Dans 2 secondes je vais tuer quelqu'un

Martin Descours

Il y a quelques jours, j’ai reçu un email de ma mère ayant pour objet “Triste nouvelle”. Quelqu'un est mort. Dans 2 secondes je vais savoir. Si je clique sur ce mail, je tue quelqu'un.

Il y a quelques jours, j'ai reçu un email de ma mère ayant pour objet “Triste nouvelle”. Ces 2 mots sont limpides : quelqu'un est mort. Automatiquement j'avance le curseur de la souris pour en savoir plus. Mais je m'arrête. D'un coup je réalise.


Si je click sur ce mail, je tue quelqu'un.

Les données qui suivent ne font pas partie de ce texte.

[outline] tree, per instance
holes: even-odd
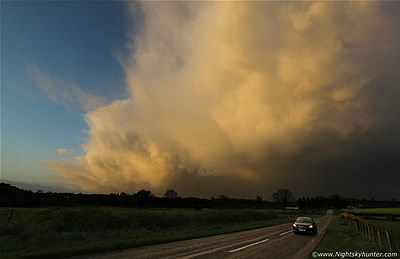
[[[121,193],[122,195],[123,193]],[[151,193],[151,191],[147,191],[147,190],[140,190],[137,193],[135,193],[133,195],[133,197],[135,198],[152,198],[155,197],[154,194]]]
[[[151,207],[155,202],[156,196],[151,191],[140,190],[133,195],[133,198],[137,206]]]
[[[301,198],[297,199],[297,206],[299,206],[299,209],[303,209],[304,208],[304,202]]]
[[[337,194],[329,196],[329,199],[335,209],[342,209],[347,206],[346,200]]]
[[[168,189],[165,194],[165,198],[178,198],[178,193],[174,189]]]
[[[288,189],[279,189],[276,193],[272,194],[272,198],[286,207],[286,203],[292,199],[292,192]]]

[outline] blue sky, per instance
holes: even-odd
[[[1,180],[64,183],[41,160],[82,155],[85,112],[54,102],[30,67],[55,87],[75,85],[107,101],[125,95],[117,57],[127,52],[122,2],[2,1]],[[57,149],[74,149],[58,154]]]

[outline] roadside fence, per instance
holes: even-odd
[[[388,248],[390,252],[398,252],[391,230],[379,230],[368,220],[348,212],[340,213],[339,217],[347,219],[349,225],[353,225],[354,229],[366,236],[372,244],[380,248]]]

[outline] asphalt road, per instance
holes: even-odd
[[[218,236],[125,249],[79,258],[308,258],[322,239],[332,211],[315,218],[318,234],[293,234],[292,223]]]

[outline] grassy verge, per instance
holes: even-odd
[[[70,256],[191,239],[291,222],[299,213],[312,214],[249,209],[0,208],[0,258]]]
[[[315,251],[322,253],[340,251],[378,252],[382,251],[382,249],[371,244],[368,238],[355,230],[346,220],[333,216],[324,238]]]

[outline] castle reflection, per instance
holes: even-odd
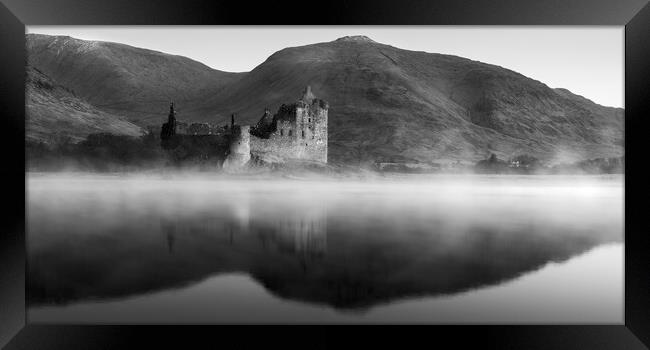
[[[622,241],[616,188],[536,200],[294,192],[32,191],[28,303],[142,296],[245,273],[276,297],[365,309],[497,285]]]
[[[160,230],[173,253],[177,237],[209,235],[229,245],[250,244],[255,237],[265,250],[295,255],[300,259],[322,258],[327,252],[327,215],[322,205],[270,217],[251,215],[250,203],[233,205],[230,211],[200,216],[173,215],[160,219]],[[244,202],[246,203],[246,202]],[[182,238],[181,238],[182,239]]]

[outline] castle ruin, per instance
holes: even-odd
[[[307,86],[297,102],[283,104],[274,115],[266,109],[252,127],[236,124],[234,115],[230,126],[194,123],[179,127],[187,124],[176,120],[172,103],[160,137],[163,148],[168,150],[178,146],[179,138],[210,136],[223,140],[213,144],[217,145],[216,154],[225,155],[224,168],[241,167],[251,159],[270,164],[295,160],[327,163],[328,109],[328,103],[316,98]],[[222,149],[225,144],[226,149]]]
[[[298,102],[282,105],[271,117],[268,110],[252,130],[251,152],[273,162],[302,159],[327,163],[326,101],[308,86]]]

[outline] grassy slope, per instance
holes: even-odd
[[[27,35],[29,63],[109,113],[145,121],[216,93],[239,74],[189,58],[67,36]]]
[[[53,142],[58,136],[80,141],[90,133],[141,135],[139,126],[98,110],[37,69],[27,69],[26,138]]]

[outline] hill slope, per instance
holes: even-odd
[[[330,102],[330,160],[547,160],[622,155],[623,110],[456,56],[346,37],[281,50],[204,109],[255,122],[305,85]],[[197,116],[189,116],[197,118]],[[198,117],[200,118],[200,117]],[[225,119],[224,119],[225,120]]]
[[[27,67],[26,138],[51,143],[59,137],[80,141],[90,133],[141,135],[139,126],[78,98],[37,69]]]
[[[169,102],[201,100],[236,80],[183,56],[67,36],[27,34],[29,64],[94,106],[132,121],[164,115]]]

Car dans mon monde à cet instant, tout le monde est vivant. Dans mes souvenirs, un grand carnaval de sourires, de rires et de chaleur. Je ne sais pas pourquoi, mes souvenirs sont souvent figés dans l'été. Si j'ouvre ce mail, un des acteurs de mes souvenirs va disparaitre.

J'arrête le mouvement. Je réfléchis. Si c'est ma mère qui m'annonce cela par mail, ça n'est pas quelqu'un de proche. Et si ça l'était, ce ne serait pas “triste”, ce serait horrible. L'horrible ne se transmet pas par mail ; si c'était quelqu'un de proche, ma mère m'aurait appelé. C'est donc sûrement quelqu'un de ma famille éloignée. Ce sont peut-être aussi des amis de mes parents. Des amis dont je ne suis pas spécialement proche ; ils m'ont plus vu grandir que je ne les ai vu vieillir. Mentalement je scanne les candidats. Au rapport âge/maladie, j'aligne 10 personnes devant un mur. Il y a 2 minutes, elles vivaient leur vie. Maintenant, elles viennent de recevoir la visite de la grande faucheuse. La faux, c'est mon curseur.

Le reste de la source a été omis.